A freelance writer with an interest in just about everything.
Published July 14th 2013
Launceston's own piece of wilderness
Go anywhere in Tasmania and chances are you'll soon find yourself a piece of stunning natural wilderness. Cataract Gorge Reserve, just a 15-minute walk from Launceston's city centre, is Launceston's own piece of pristine natural beauty.
Described as the heartbeat of Launceston, the gorge boasts an intriguing history, great bushwalking and of course some impressive scenery. The best place to start your Cataract Gorge experience is at the First Basin Reserve on the southern side of this scenic waterway.
From there you can set off along a number of bushwalking trails or simply get your camera out and start snapping shots of the gorge. A chairlift, built in 1972, takes you across 457 metres over the huge natural basin below.
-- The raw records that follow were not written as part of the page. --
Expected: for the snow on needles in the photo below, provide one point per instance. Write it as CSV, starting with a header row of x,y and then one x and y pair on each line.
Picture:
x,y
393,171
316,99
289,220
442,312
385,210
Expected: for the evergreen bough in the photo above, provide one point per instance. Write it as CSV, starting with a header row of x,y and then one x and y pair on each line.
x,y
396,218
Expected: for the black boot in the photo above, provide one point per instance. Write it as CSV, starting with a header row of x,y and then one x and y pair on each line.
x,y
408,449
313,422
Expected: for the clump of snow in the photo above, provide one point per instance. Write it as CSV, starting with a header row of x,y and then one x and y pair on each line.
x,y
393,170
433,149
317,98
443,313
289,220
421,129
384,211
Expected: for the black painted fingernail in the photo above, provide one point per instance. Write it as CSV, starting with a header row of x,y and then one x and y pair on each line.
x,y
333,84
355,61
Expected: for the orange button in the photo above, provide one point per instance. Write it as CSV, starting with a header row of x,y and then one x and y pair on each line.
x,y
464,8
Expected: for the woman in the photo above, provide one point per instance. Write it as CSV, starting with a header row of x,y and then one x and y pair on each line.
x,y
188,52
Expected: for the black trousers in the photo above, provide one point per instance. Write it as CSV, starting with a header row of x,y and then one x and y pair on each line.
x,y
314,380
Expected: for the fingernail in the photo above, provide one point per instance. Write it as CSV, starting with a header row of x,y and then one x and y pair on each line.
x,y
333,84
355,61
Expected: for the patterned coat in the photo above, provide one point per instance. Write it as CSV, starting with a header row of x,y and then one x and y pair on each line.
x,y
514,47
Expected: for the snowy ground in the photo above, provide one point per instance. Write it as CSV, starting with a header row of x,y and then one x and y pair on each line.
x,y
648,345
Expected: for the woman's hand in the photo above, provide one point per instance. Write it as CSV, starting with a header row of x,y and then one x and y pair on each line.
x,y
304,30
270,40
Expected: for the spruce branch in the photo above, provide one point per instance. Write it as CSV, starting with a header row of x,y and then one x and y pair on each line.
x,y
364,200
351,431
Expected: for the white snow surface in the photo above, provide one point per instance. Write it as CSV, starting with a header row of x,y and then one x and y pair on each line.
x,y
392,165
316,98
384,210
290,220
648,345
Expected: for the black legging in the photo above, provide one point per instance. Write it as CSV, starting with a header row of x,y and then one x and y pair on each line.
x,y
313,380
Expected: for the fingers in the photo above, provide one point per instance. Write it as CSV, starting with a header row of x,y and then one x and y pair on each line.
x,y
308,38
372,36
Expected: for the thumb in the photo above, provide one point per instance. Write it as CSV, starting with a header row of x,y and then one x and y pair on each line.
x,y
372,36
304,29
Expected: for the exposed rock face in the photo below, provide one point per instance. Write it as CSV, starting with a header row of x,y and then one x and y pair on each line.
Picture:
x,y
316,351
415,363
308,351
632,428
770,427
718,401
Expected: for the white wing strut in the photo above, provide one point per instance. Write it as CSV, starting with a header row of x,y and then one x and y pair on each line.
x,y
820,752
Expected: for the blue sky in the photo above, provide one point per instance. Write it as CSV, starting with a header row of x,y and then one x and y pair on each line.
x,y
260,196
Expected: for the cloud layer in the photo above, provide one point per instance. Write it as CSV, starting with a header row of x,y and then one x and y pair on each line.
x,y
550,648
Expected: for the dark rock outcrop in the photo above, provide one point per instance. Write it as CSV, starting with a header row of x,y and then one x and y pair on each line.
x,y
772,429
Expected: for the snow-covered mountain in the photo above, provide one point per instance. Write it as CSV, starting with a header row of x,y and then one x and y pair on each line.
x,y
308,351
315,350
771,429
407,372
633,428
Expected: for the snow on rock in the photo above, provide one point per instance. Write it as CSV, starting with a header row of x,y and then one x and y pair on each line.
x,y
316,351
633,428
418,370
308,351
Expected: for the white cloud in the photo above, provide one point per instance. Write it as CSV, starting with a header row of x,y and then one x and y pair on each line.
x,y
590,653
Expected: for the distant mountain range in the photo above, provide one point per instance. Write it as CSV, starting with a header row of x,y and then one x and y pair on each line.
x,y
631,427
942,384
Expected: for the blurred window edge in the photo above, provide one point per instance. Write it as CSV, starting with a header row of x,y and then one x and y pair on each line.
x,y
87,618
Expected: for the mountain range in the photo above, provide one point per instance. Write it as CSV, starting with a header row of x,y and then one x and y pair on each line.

It's the best way to get some great shots of the gorge, with a one-way ride costing $12 for adults and $8 for children.
There's also a cafe open for breakfast, lunch and morning and afternoon tea. There's a swimming pool that's very popular in the warmer months, while you should also keep an eye out for peacocks parading the grounds.
Across the basin on the shady northern side, named the Cliff Grounds, you can wander through a Victorian garden featuring ferns and exotic plants. A lookout offers great views of the basin and the gorge itself, while no visit is complete without a bouncy walk across the famous suspension bridge.
The reserve also has a range of bushwalking trails to explore. For a short stroll you can discover the area along the First Basin Loop, while a more challenging route takes you along the Duck Reach Trail.
This route, which is a little steep in parts, follows the path of the South Esk River to the historic Duck Reach Power Station. Commissioned back in 1893, the power station was at one stage only accessible by flying fox.
Plus, there's a whole lot more you can do in Cataract Gorge. You can try climbing, abseiling, or even take a guided walk.